Commissioner Caleb Chandler said he agreed with Bradley.
“If we enact something, it has to be something that we’re not going to have legal problems with in the future,” he said.
“I don’t think we want to hurry this up and put it on the books just so we can have something on the books.”
Commissioner Frank Blackburn, a member of the Land Use Committee that drafted the ordinance, said he too supported taking more time to make sure the ordinance is done correctly. His comment brought applause from the crowd of about three dozen in attendance.
“I’m going protect property rights,” Blackburn said. “I’m not going to violate property rights.”
County Attorney Stephen Doerr told commissioners he believed the current ordinance has reached a point where it no longer provides a workable foundation for the future and it should be tabled indefinitely.
“I think the commission is stymied and you’ve been trying to patch it (together) with duct tape,” he said. “Legally I would not recommend adopting the ordinance you’ve tabled.”

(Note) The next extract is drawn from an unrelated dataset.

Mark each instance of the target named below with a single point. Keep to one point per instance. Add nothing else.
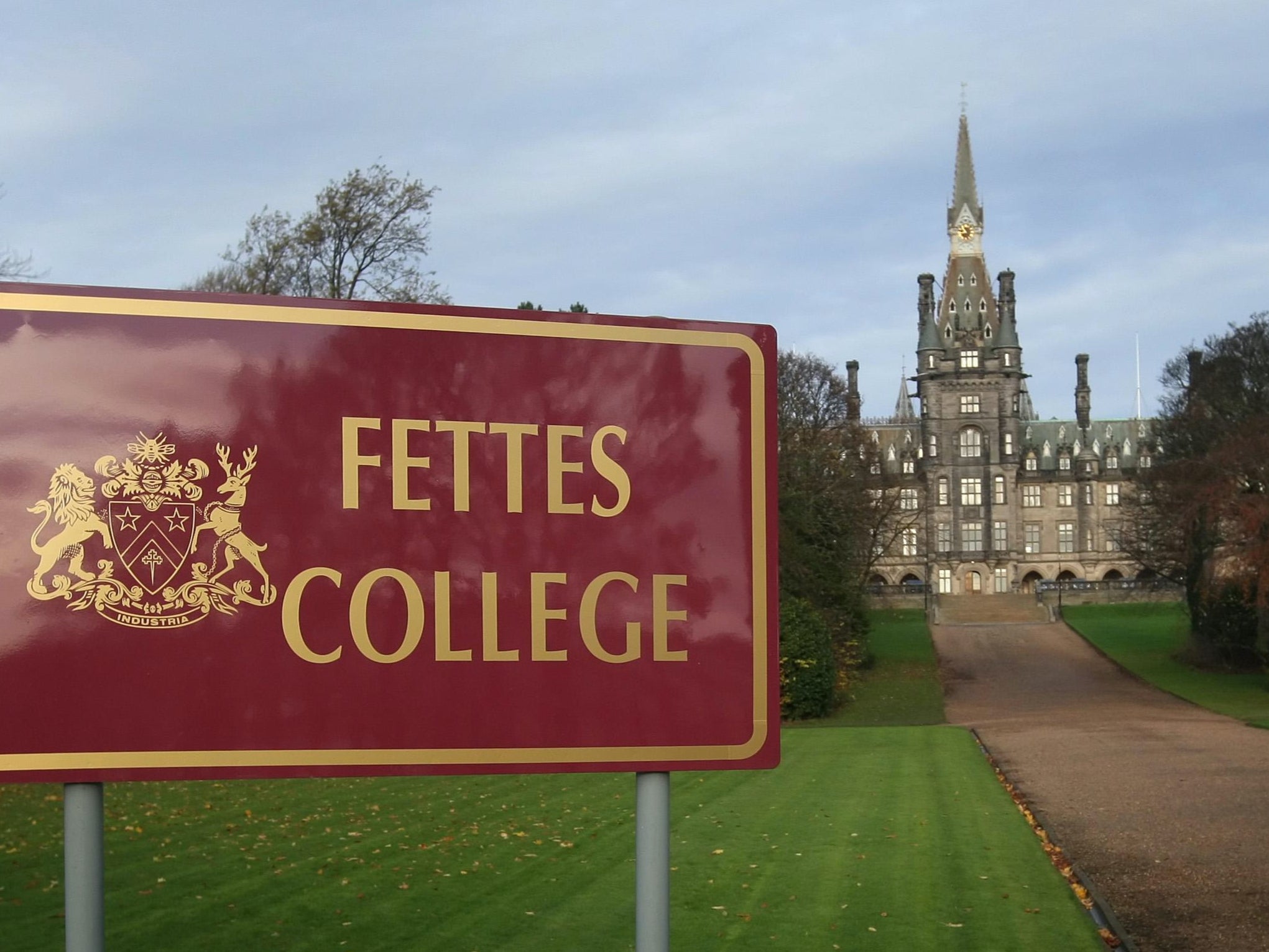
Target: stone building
(987, 498)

Chairman Bobby Sandoval allowed limited public comment. Sandoval said he did not think it productive for the commission to hear more comments regarding whether people support the need for an ordinance or not.
“We’re getting people coming to the podium telling us that we’ve got problems,” he said.
“We know we have problems,” Sandoval said, noting commissioners welcomed suggestions for a solution.
Resident Patsy Delk asked commissioners to give thought to illegal businesses operating in the county. She said even protective covenants in subdivisions are often unenforceable, bolstering the need for an ordinance.
Gloria Wicker, a resident of south Clovis, urged commissioners to move forward.
“Let’s get on with it,” Wicker said. “Let’s not wait eight months or a year until we get something done.”